We did finally stop for a little picnic. She had brought some fruit and bread and cheese. And we talked about stuff. I tried to tease her about being suddenly so popular, and how all these new friends she suddenly had really didn’t know her. Anyway, she gives me this look, not angry or anything, but dark and deep. She’s part Japanese, you know, so she has these really dark eyes. But it’s more than that. You look into those eyes and sometimes it feels like you could fall right in. And at the bottom there’s this air of sympathy and generosity, but also this ferocity that you just catch a glimpse of occasionally.

So I’m kinda stunned by this look she gives me, and then she totally turns the tables on me, and makes me see how bogus the whole Goth thing really is. It was a relief, to tell the truth, for someone to come out and say it to me. But I was a little pissed, too. I mean, it was one thing for me to tell her a sharp truth about her friends. But I wasn’t expecting her to be able to see right through me like that.

I’m still confused. Is the danger your mom sensed something about riding too fast on a motorcycle?

Well, I’m pretty sure my mom would have freaked if she could have seen us on that dirt bike. But, no, that’s not what I’m thinking about. But just to finish that thought, you know, Goths think they’re not phonies like everyone else because they can tap into the dark side of life, to the death side. That’s why we…, I mean, they are always dressing like death. They’re kind of celebrating death, or at least they’re willingness to confront death. But, in fact, they know nothing about death. They’re hiding from it as much as anyone else. If you look into Emily’s eyes, I mean, if she really lets you see what’s down there, you’ll see something darker than any Goth has ever imagined in his worst nightmare. And yet, here’s the really cool part. She’s also just this wonderful, open, friendly person. I mean, she’s got both sides in her.

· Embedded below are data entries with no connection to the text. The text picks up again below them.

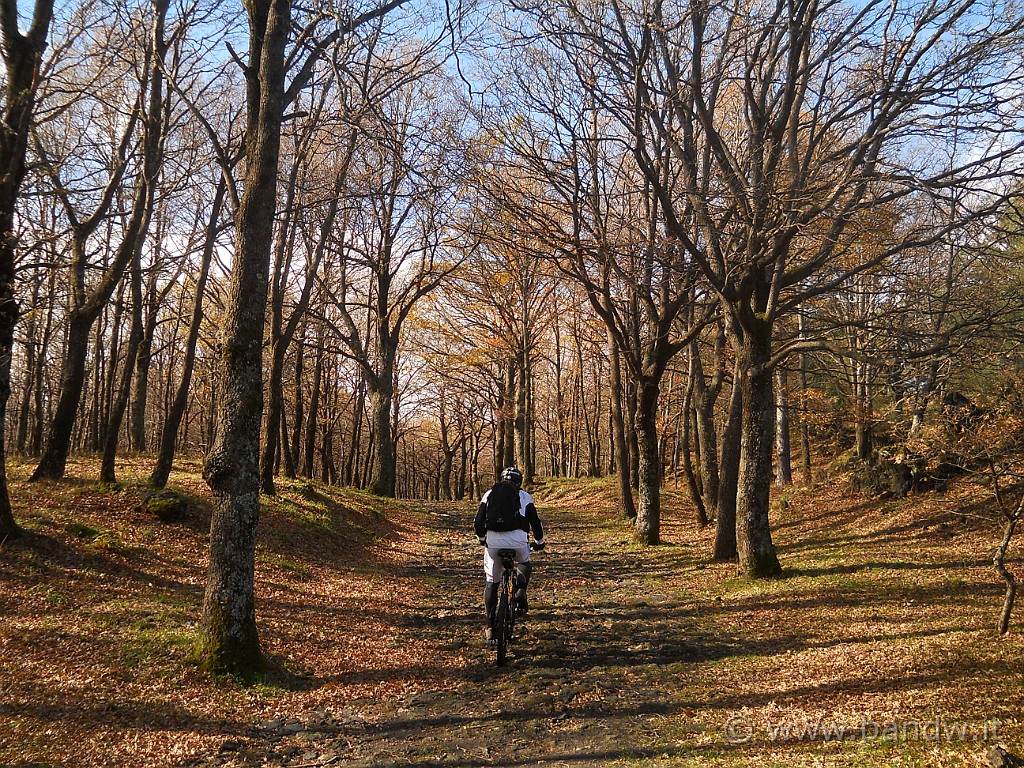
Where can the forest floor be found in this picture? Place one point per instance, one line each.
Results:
(877, 647)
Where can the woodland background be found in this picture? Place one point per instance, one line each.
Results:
(705, 245)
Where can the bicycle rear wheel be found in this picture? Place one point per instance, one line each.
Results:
(505, 617)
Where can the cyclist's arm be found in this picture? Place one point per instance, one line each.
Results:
(535, 522)
(480, 523)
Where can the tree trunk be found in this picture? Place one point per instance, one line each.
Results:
(168, 438)
(684, 446)
(382, 399)
(754, 543)
(228, 639)
(54, 458)
(627, 506)
(648, 522)
(22, 55)
(508, 459)
(783, 460)
(725, 530)
(108, 471)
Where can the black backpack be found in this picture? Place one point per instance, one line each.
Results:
(503, 508)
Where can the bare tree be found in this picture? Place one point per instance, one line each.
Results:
(228, 639)
(23, 54)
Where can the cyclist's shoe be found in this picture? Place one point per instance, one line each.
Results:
(521, 606)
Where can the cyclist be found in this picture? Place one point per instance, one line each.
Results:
(504, 520)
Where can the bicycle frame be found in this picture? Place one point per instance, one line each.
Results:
(504, 626)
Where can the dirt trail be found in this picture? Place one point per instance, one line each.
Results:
(588, 681)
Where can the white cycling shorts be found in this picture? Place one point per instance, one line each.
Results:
(493, 563)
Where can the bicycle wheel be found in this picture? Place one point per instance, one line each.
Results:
(502, 617)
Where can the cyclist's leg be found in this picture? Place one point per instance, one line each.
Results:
(523, 569)
(493, 571)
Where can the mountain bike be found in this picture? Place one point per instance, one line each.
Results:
(505, 614)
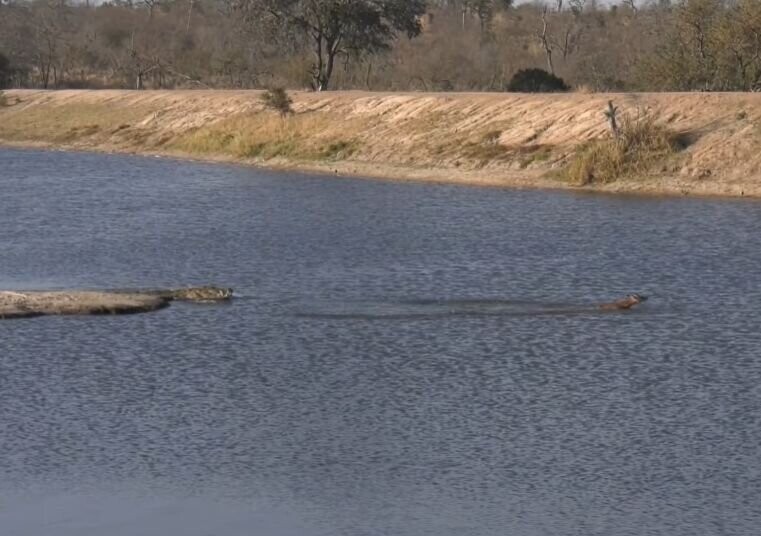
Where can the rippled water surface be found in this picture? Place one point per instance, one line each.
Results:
(402, 360)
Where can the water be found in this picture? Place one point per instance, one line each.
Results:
(403, 359)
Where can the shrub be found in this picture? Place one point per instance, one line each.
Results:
(536, 81)
(639, 146)
(278, 99)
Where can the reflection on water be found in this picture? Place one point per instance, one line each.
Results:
(429, 308)
(390, 367)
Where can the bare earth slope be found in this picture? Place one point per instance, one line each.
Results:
(489, 139)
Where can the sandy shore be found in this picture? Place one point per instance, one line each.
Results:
(511, 140)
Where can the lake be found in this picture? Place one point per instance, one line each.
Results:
(401, 359)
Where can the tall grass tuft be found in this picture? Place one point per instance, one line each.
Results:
(278, 99)
(640, 145)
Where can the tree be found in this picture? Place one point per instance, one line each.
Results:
(340, 27)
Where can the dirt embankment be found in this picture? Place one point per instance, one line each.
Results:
(487, 139)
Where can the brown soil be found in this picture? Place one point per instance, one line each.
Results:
(514, 140)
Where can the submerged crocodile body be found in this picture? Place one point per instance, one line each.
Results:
(23, 304)
(624, 303)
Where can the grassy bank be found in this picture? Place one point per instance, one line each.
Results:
(677, 143)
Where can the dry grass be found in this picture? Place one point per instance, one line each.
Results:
(66, 124)
(262, 136)
(640, 146)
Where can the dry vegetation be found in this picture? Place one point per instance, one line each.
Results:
(463, 45)
(677, 143)
(641, 147)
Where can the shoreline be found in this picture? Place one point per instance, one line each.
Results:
(337, 134)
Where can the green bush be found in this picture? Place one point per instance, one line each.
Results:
(278, 99)
(536, 81)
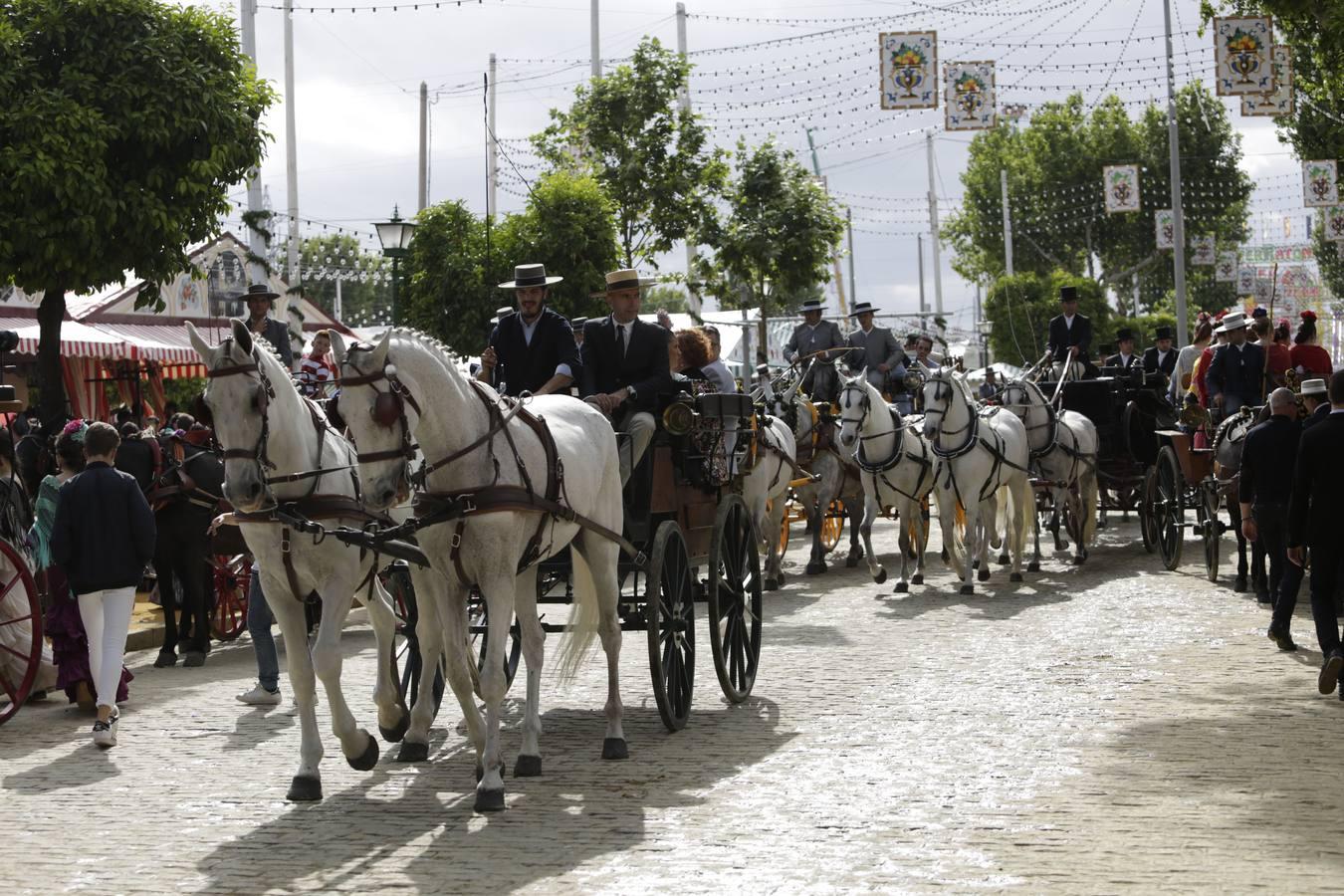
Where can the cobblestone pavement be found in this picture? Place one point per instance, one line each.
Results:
(1113, 727)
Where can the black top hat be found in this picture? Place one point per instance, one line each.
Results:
(530, 276)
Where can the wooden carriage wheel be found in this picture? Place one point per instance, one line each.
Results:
(233, 576)
(20, 639)
(733, 594)
(669, 617)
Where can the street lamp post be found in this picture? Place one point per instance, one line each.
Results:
(395, 237)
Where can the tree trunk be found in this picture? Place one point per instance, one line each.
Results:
(50, 379)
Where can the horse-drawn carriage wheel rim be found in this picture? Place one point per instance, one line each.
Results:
(734, 637)
(22, 577)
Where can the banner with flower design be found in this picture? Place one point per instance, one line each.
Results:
(970, 96)
(1166, 223)
(1242, 53)
(1279, 103)
(1320, 183)
(909, 69)
(1121, 183)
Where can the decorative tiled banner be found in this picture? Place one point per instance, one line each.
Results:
(1166, 223)
(1281, 101)
(1121, 188)
(1320, 183)
(909, 69)
(970, 96)
(1242, 55)
(1202, 250)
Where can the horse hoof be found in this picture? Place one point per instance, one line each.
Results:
(413, 751)
(304, 790)
(398, 731)
(527, 766)
(490, 800)
(365, 760)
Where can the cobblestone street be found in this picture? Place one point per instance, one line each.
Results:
(1098, 729)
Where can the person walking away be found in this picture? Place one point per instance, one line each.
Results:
(1266, 484)
(625, 367)
(533, 350)
(1306, 356)
(103, 538)
(1316, 528)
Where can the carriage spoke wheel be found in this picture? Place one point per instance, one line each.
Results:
(734, 599)
(669, 612)
(477, 622)
(832, 526)
(407, 664)
(233, 576)
(20, 630)
(1170, 507)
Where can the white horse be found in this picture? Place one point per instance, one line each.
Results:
(980, 452)
(1063, 448)
(898, 470)
(484, 462)
(275, 442)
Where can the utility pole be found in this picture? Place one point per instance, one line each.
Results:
(683, 101)
(595, 38)
(933, 227)
(291, 160)
(423, 168)
(492, 146)
(256, 242)
(1174, 142)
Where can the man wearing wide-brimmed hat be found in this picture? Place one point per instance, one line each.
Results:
(1235, 375)
(625, 367)
(261, 299)
(531, 350)
(816, 338)
(875, 349)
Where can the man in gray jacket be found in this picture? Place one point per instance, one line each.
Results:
(875, 349)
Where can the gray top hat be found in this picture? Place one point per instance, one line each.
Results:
(530, 276)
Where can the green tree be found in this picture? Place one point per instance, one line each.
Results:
(125, 122)
(1054, 171)
(775, 245)
(651, 157)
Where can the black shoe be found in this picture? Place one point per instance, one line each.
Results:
(1331, 672)
(1282, 639)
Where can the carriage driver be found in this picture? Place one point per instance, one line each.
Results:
(534, 349)
(625, 367)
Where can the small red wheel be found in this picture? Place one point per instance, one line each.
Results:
(20, 630)
(233, 576)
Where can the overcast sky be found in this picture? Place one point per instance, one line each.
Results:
(357, 78)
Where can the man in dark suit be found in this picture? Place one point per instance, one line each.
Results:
(1070, 332)
(1313, 523)
(625, 367)
(1235, 375)
(534, 349)
(1125, 357)
(1162, 357)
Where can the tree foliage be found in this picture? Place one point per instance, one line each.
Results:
(1055, 193)
(125, 122)
(651, 157)
(773, 245)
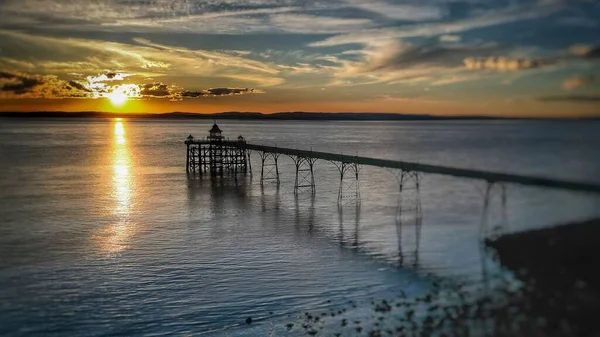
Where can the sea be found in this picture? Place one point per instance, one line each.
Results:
(103, 233)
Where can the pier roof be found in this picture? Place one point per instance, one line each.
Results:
(215, 129)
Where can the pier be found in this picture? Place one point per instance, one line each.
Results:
(215, 155)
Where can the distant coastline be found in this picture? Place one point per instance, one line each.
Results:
(295, 115)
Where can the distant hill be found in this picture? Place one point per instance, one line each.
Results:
(249, 115)
(293, 115)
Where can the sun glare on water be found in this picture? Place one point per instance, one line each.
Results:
(117, 98)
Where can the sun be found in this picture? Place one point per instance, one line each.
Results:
(117, 98)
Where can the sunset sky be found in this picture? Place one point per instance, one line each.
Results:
(449, 57)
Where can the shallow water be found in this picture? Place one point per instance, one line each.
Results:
(102, 232)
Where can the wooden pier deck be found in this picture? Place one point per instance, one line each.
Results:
(489, 176)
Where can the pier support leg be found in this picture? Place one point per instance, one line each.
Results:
(305, 178)
(187, 159)
(349, 190)
(249, 161)
(269, 167)
(494, 217)
(408, 211)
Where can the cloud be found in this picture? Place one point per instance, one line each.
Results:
(504, 63)
(577, 82)
(449, 38)
(571, 98)
(79, 86)
(485, 19)
(405, 12)
(87, 56)
(585, 50)
(578, 22)
(155, 90)
(311, 24)
(215, 92)
(20, 85)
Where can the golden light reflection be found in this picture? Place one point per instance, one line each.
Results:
(117, 236)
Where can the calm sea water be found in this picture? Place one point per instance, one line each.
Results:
(102, 232)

That is intriguing. But I still don’t think I understand what you mean by danger.

Well, I guess I have been stalling a bit. The rest of that day in the mountains got a little scary. It kinda creeps me out just to think about it. But here goes.

So, on our way home we stop at this gas station just outside of Covington. I go inside to use the bathroom, and maybe get us something to drink, while Emily gets some gas. Anyway, I’m prattling around in there looking for some iced tea, and I hear these angry voices coming from outside. I go to the window and see this big white SUV and this girl is yelling at this guy something about Emily. I couldn’t quite understand what she was saying, but she was pissed. And the whole time Emily is ignoring them, just going about her business.

Well, finally this guy has had enough and steps right up to Emily, really menacing her and hissing angrily at her. And then, all of a sudden he’s got this huge knife he’s waving in her face. I think my heart just about leapt out of my chest. I tried to run out there, but I couldn’t move my feet. I couldn’t even cry out, I was so terrified for her. And then, while I’m standing there, Emily (who’s totally calm through this whole thing) just grabs the guy by the wrist, gives his arm this little twist, and spins him around like he’s some sort of puppet. I can still hear him screaming in rage and pain as she made him stick himself in the ass with his own knife. There wasn’t much blood, but it sounded like it hurt like hell. He crumples to the ground just as two other guys, really big guys, tumble out of the SUV. One of them charges at Emily yelling something. But she just deflects him somehow, I have no idea how, and the next thing I know he’s flying through the air and lands on his back on the pavement groaning. The last guy, who’s the biggest of the lot, he gets ready to make a move and Emily just gives him this fierce look and points her finger at him. She says something I couldn’t quite make out, and he just cringes and slinks back to the SUV like some trained dog. The first guy finally pulls himself together, grabs his knife and charges one last time at Emily. She does this thing, it seemed like it was in slow motion, where she just swirls her arms around his, and the guy winds up flipping through the air and hits the side of the building… hard. I didn’t see him move after that.

Finally, the girl who started it all just gives out this scream of rage and frustration with her friends, and pulls this little gun out of her purse and tries to point it at Emily. Thank God it didn’t get that far! Emily slapped her hand away before she could do anything, and the gun went flying somewhere. Then she twists the girl’s arm until she’s kneeling face down against the pavement. She whispers something in the girl’s ear, and this look of abject terror flashes across her face. Then Emily waves me over to the bike and we ride off as if nothing unusual had happened. There, does that give you a better sense of what I mean by dangerous? 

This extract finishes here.